Agarrados às simplificações ideológicas que os levaram ao abismo, alguns membros do primeiro escalão balbuciam uma esfarrapada desculpa que não fica bem em pessoas que sempre defenderam soluções intervencionistas e jamais aceitaram as soluções de mercado: "O dinheiro público não pode ser gasto para salvar uma empresa privada".

Neófitos neste time, esses comissários indevidamente transformados em comandantes, ignoram o chamado efeito-dominó, a dinâmica que comanda o mundo dos negócios. Uma grande empresa mesmo em situação agônica tem potencial para contaminar todo o setor e ainda contagiar parte da economia.

A Varig não é apenas uma empresa de transporte aéreo, é um dos pilares da indústria do turismo. Não é apenas um grande empregador, é um dínamo que movimenta o setor aéreo há mais de meio século. Depois do desastre da Panair, foi uma das responsáveis pela integração deste país-continente.

Enquanto os marqueteiros chapa-branca tentavam enfiar uma réplica do chapéu de Santos Dumont na cabeça do sempre sorridente astronauta Marcos Pontes, os operadores do governo não conseguiam perceber que sua inoperância ajudava a derrubar um dos símbolos do nosso pioneirismo na navegação aérea.

Não se trata apenas do caso clássico do dinossauro que não conseguiu adaptar-se aos novos tempos. O setor como um todo ainda tem muito de jurássico. Enquanto a estatal Infraero, nem sempre conduzida por profissionais do ramo, dispõe de um poder excessivo, a Anac levou quase quatro anos para sair do papel – só foi formalizada recentemente e dá mostras evidentes do seu despreparo para enfrentar a catástrofe anunciada.

O mesmo governo que agora adota uma fingida lealdade à livre iniciativa, desde o período da transição FHC-Lula procrastinava a criação da agência reguladora da aviação civil simplesmente porque não pretendia dar força a um instrumento capaz de opor-se ao aparelhamento partidário da máquina administrativa.
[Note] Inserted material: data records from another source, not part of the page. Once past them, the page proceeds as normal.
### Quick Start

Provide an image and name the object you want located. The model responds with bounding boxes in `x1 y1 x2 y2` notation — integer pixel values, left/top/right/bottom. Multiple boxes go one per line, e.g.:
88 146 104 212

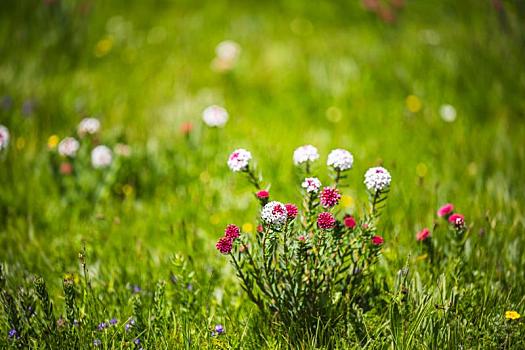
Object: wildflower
284 203 299 220
58 137 80 157
505 311 521 320
448 214 465 229
364 167 392 191
320 187 341 208
372 236 385 246
202 105 228 128
317 212 335 230
0 125 9 151
224 224 240 239
343 215 357 230
261 201 288 229
439 105 456 123
77 118 100 137
301 177 321 193
215 324 224 335
437 203 454 217
256 190 270 199
91 145 113 169
7 328 18 338
293 145 319 165
326 148 354 171
215 236 233 254
228 148 252 172
416 227 430 242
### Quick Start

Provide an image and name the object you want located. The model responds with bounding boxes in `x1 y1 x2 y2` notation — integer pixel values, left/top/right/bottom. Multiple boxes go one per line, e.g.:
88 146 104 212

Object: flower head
372 235 385 246
343 215 357 230
317 212 335 230
261 201 288 229
77 118 100 137
215 236 233 254
215 324 224 335
505 311 521 320
293 145 319 165
224 224 241 239
416 227 430 242
301 177 321 193
364 167 392 191
326 148 354 171
437 203 454 217
448 214 465 229
202 105 228 128
58 137 80 157
256 190 270 199
284 203 299 220
91 145 113 169
0 125 9 151
320 187 341 208
228 148 252 172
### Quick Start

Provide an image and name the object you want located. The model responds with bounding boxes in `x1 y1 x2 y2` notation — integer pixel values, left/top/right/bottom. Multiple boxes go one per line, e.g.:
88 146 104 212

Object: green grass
0 0 525 349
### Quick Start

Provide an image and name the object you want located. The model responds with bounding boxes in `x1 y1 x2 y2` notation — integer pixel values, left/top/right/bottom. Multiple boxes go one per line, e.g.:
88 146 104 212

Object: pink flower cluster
320 187 341 208
215 224 241 254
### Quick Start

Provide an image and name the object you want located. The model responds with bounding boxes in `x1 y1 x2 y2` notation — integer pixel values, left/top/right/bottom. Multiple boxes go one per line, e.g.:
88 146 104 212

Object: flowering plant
216 146 391 334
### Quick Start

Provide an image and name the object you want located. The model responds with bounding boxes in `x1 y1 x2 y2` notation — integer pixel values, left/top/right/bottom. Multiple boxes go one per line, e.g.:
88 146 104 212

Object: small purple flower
7 328 18 338
215 324 224 335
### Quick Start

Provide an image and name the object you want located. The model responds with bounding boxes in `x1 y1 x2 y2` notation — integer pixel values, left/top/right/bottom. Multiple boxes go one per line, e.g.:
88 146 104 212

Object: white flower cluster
78 118 100 137
0 125 9 151
91 145 113 169
202 105 228 128
326 148 354 171
228 148 252 172
364 167 392 191
261 201 288 229
212 40 241 72
58 137 80 157
301 177 321 193
293 145 319 165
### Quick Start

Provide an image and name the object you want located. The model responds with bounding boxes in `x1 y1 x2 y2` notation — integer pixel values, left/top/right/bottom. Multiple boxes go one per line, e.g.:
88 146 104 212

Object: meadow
0 0 525 349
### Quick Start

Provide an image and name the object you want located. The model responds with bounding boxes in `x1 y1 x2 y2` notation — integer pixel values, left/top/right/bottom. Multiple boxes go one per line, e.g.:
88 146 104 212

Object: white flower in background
228 148 252 171
202 105 228 128
261 201 288 229
215 40 241 63
78 118 100 136
58 137 80 157
365 167 392 191
301 177 321 193
326 148 354 171
0 125 9 151
439 105 456 123
293 145 319 165
91 145 113 169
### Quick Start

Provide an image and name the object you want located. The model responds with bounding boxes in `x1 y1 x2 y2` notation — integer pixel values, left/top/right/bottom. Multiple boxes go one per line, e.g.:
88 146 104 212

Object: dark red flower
320 187 341 208
224 224 241 239
215 236 233 254
416 227 430 242
372 236 385 246
284 203 298 220
343 215 357 230
317 212 335 230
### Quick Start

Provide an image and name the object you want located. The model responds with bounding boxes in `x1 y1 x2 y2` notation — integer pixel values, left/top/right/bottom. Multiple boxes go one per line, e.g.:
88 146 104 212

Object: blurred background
0 0 525 322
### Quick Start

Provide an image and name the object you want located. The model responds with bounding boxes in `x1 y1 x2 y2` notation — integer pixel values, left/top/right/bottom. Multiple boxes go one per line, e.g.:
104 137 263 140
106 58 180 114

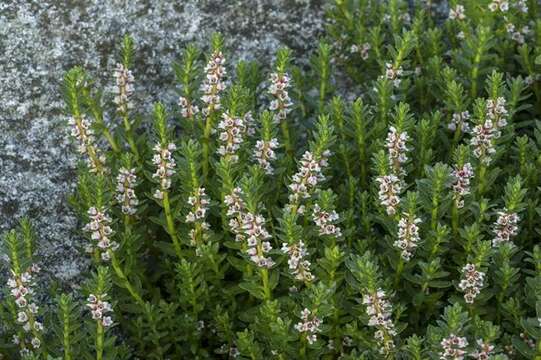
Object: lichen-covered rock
0 0 323 284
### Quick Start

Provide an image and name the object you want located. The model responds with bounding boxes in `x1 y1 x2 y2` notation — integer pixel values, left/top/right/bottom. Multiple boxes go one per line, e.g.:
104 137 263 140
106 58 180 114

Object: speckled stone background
0 0 324 286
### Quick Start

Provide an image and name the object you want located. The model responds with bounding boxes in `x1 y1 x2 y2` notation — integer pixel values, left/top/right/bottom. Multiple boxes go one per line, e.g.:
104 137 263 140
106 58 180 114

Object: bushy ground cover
0 0 541 360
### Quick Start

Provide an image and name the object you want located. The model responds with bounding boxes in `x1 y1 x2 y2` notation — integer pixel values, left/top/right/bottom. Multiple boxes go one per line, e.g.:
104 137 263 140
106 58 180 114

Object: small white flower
458 264 485 304
492 209 520 247
113 64 134 114
269 73 293 123
440 334 468 360
376 175 402 216
449 5 466 20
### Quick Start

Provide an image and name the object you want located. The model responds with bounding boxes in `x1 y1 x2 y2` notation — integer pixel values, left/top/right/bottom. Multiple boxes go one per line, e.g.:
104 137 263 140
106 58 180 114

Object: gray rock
0 0 323 285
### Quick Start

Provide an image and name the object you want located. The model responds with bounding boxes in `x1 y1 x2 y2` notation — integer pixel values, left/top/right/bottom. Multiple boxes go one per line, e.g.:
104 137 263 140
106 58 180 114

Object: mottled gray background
0 0 324 284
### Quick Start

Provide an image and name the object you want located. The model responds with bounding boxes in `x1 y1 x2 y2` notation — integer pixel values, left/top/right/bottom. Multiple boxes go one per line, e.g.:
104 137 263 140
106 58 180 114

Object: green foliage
0 0 541 360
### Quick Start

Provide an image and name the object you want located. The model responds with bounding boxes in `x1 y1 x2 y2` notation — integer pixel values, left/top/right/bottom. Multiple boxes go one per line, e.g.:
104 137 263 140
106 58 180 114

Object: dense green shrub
0 0 541 360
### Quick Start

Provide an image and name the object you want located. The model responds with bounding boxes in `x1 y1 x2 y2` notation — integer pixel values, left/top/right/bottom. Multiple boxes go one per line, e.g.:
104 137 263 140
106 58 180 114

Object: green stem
96 321 104 360
261 269 271 301
162 191 182 258
109 250 144 306
394 257 404 289
122 114 142 165
202 114 213 181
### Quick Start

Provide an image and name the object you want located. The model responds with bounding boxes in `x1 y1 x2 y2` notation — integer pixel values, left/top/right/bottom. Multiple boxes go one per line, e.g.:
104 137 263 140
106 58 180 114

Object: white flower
113 64 134 114
376 175 401 216
451 163 473 208
492 209 520 247
152 143 177 199
447 111 470 133
254 138 279 175
449 5 466 20
385 63 404 87
363 289 396 354
312 204 342 238
488 0 509 12
470 339 494 360
68 115 105 172
440 334 468 360
86 294 113 327
269 73 293 123
178 96 199 119
17 311 28 323
470 97 508 165
289 150 330 204
186 187 210 245
385 126 409 175
282 240 315 282
394 213 421 261
458 264 485 304
295 308 321 344
116 167 139 215
83 207 118 261
217 113 246 162
31 338 41 349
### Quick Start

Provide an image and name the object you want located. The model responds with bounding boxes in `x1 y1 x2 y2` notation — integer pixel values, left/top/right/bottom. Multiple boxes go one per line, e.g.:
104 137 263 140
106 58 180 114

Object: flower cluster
312 204 342 238
451 163 473 209
269 73 293 123
178 96 199 119
492 209 520 247
376 174 402 216
470 120 500 165
486 97 508 128
447 111 471 133
385 63 404 87
186 187 210 245
363 289 396 354
470 97 507 165
241 213 274 269
83 207 119 261
470 339 494 360
515 0 528 14
7 264 43 355
86 294 113 327
458 264 485 304
152 143 177 199
224 187 274 268
217 112 246 162
449 4 466 20
116 167 139 215
68 116 105 172
488 0 509 12
254 138 279 175
470 97 507 165
224 187 246 242
282 240 315 282
349 43 372 60
385 126 409 175
394 213 421 261
289 150 331 203
505 23 530 45
295 308 321 344
440 334 468 360
113 64 134 114
201 51 226 115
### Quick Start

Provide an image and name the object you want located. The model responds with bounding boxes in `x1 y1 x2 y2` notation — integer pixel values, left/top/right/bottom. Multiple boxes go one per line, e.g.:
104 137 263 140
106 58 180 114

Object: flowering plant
0 0 541 360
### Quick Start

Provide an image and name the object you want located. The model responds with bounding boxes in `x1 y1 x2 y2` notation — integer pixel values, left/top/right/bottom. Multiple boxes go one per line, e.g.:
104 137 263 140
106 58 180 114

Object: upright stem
261 269 271 301
122 114 141 165
96 321 104 360
163 191 182 258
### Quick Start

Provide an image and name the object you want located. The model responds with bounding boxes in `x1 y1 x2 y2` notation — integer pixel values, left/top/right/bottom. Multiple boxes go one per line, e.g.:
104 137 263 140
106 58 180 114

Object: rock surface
0 0 323 285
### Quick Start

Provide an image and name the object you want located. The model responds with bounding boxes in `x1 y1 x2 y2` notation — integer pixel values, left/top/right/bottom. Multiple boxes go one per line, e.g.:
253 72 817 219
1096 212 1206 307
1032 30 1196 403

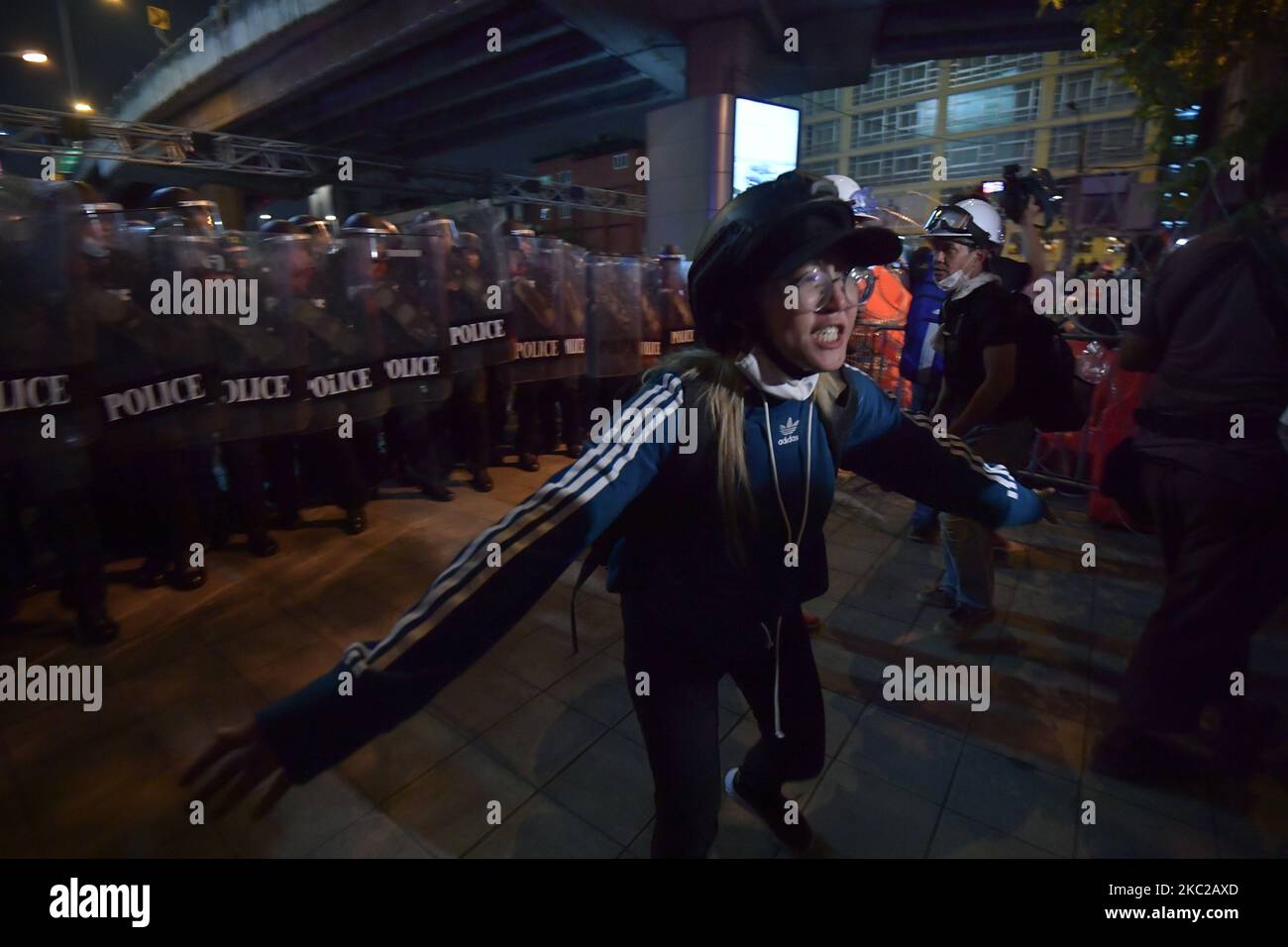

Um organismo verdadeiramente autônomo e competente já teria evitado o doloroso espetáculo que Luís Nassif designou muito apropriadamente como "a imolação da Varig".

Nestes dias tão propícios à meditação, o governo deveria ao menos perceber que "o caso Varig" transcende à Varig. Uma empresa-zumbi é capaz de criar um setor-zumbi, a Varig tem proporções para arrastar o segmento inteiro para o buraco e criar um enorme mal-estar na sociedade. O brasileiro aprendeu a voar e não apenas para divertir-se nas férias ou feriados. O negócio da aviação produziu profundas alterações na vida brasileira que já não podem ser revertidas.

O mercado, sozinho, não conseguirá substituir a empresa-ícone. As concorrentes – nacionais ou estrangeiras – terão muitas dificuldades para integrar as rotas abandonadas, atender a demanda crescente, honrar as passagens compradas e, sobretudo, quitar os compromissos com os 5 milhões de clientes do seu programa de milhagem. E se esse compromisso for rasgado as conseqüências serão arrasadoras.

Os neoneoliberais que agora estão com as mãos no manche precisam atentar para a importância da credibilidade no mundo das relações sociais. Os "sem-passagem" aliados aos "sem-milhas" e apoiados pela militância dos trabalhadores da Varig podem fazer enormes estragos nas próximas sondagens eleitorais.

Atarantados, desatentos ao radar, preocupados apenas com algumas piruetas deletérias, estes que agora pilotam o avião chamado Brasil o empurraram para um vácuo. No vácuo, as quedas assustam.